KANSAS CITY, MO—Malcolm Seward is a 38-year-old commercial kitchen designer, baseball fan, and avid supporter of public radio, but he said there's nothing he likes better than hunkering down in a comfortable chair, cracking open a brand-new copy of one of the world's literary classics, and reading the first 100 pages or so.

Seward in his home library.

"Listen, I'm no book snob," said Seward, settled into his favorite reading chair and running his hand over a nearly half-well-thumbed copy of Pride and Prejudice. "It's just that I love cracking the binding on a truly good book and reading until I drift off. I'd say it's something I do two or three times a week."

Seward, whose bookshelves house over 500 well-regarded and eagerly begun novels, developed his voracious appetite for starting books at a young age.

"Back in middle school, I'd rather watch a few innings of a Royals game or pop in a movie to relax," Seward said. "But that changed when my English teacher, Mrs. Ward, assigned us the first three chapters of To Kill A Mockingbird. I loved Harper Lee's depiction of quiet, small-town life. Even though I was out the entire next week with the flu, I retained my love of those opening chapters. I've brought it with me to every book I've begun to read since."

Seward said reading is not a cheap hobby. In addition to the cost of the books themselves, he has invested in custom-made bookshelves and numerous attractive bookmarks, each of which ultimately comes to rest somewhere between the front cover and the middle section of a pristine classic of Western literature. According to Seward, the enjoyment he experiences every time he feels himself being drawn 25 to 35 percent into one of the great stories is worth the expense.

A few classic works of literature Seward has started reading.

"There's nothing like the written word for capturing one's imagination," Seward said. "I still feel the thrill of setting off down the Mississippi on Huck Finn's raft; the utter desolation of Robinson Crusoe, alone on his island for all those years with no trace of another human; and the excitement of Hemingway's Santiago as he hooks the fish that will make him rich and renowned. It's quite inspiring, what can happen to you when you open a book and start in."

Although Seward would never call himself a great thinker—saying "I'm just a guy who likes to fall asleep with his nose in a book"—he confesses that he has found a lot to think about in his overtures into literature.

"Characters in the great books may be more allegory than human, but there's a lot you can take away from them anyway," Seward said. "You have to admire the leadership of Captain Ahab as he sets out in search of Moby Dick, or the sense of personal duty and faith in social order that drive Marlow up the Congo to meet Kurtz.
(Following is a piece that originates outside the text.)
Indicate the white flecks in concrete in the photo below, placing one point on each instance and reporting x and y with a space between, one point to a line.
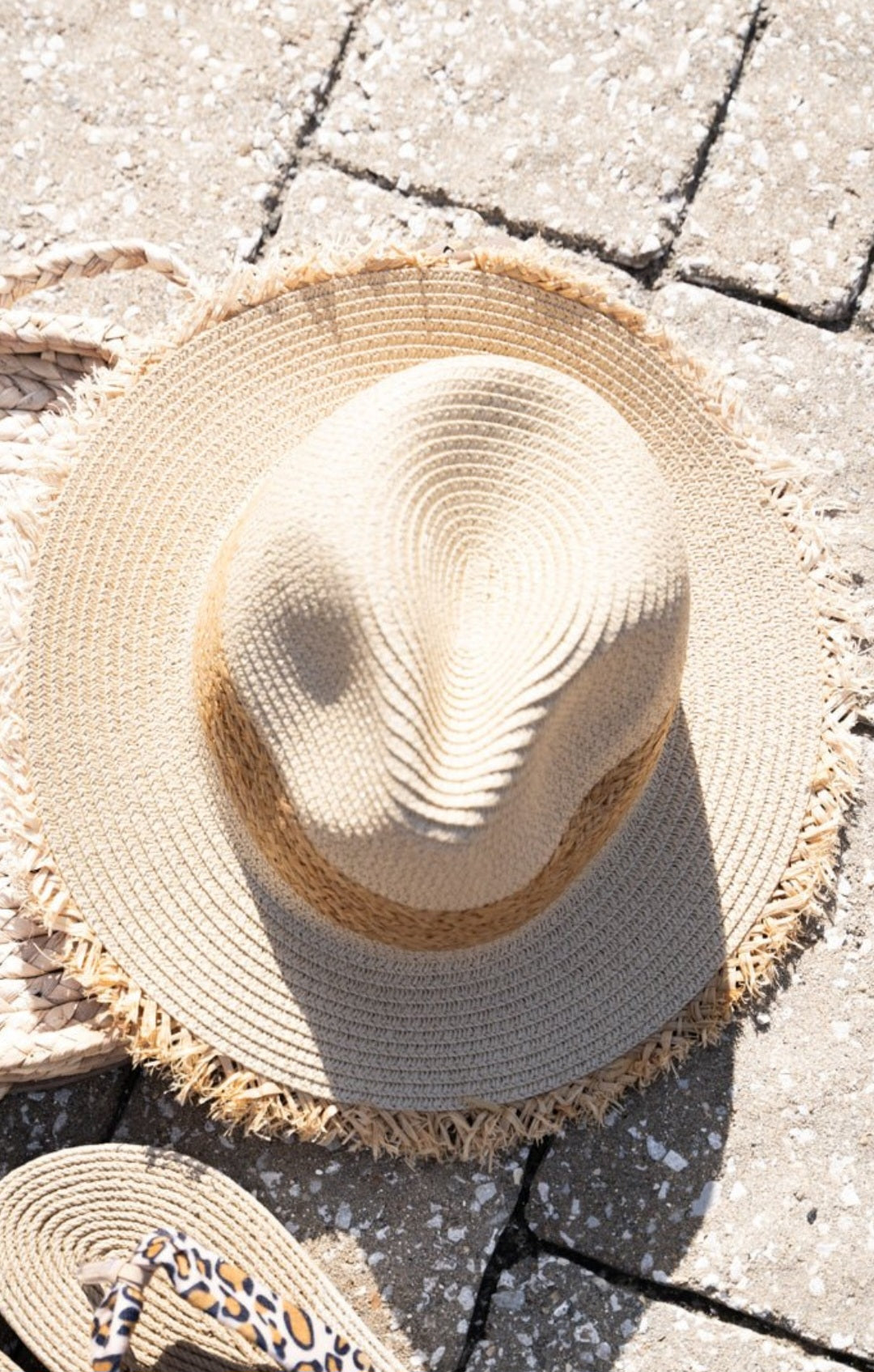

Or, in a different vein altogether, you must pity the tragic ugly duckling that is Jane Austen's Emma. I know it may be old-fashioned to say this, but I think what you read, and how you read it, can say a lot about you."

Although reading consumes a lot of Seward's time, Anne, his wife of three months, happily tolerates it.

"His love of literature is inspirational," said Anne, whose own reading "runs to magazines." "Just the other day, out of nowhere, he said we were like a modern-day Catherine and Heathcliff. I think starting all those books has made Malcolm a real romantic."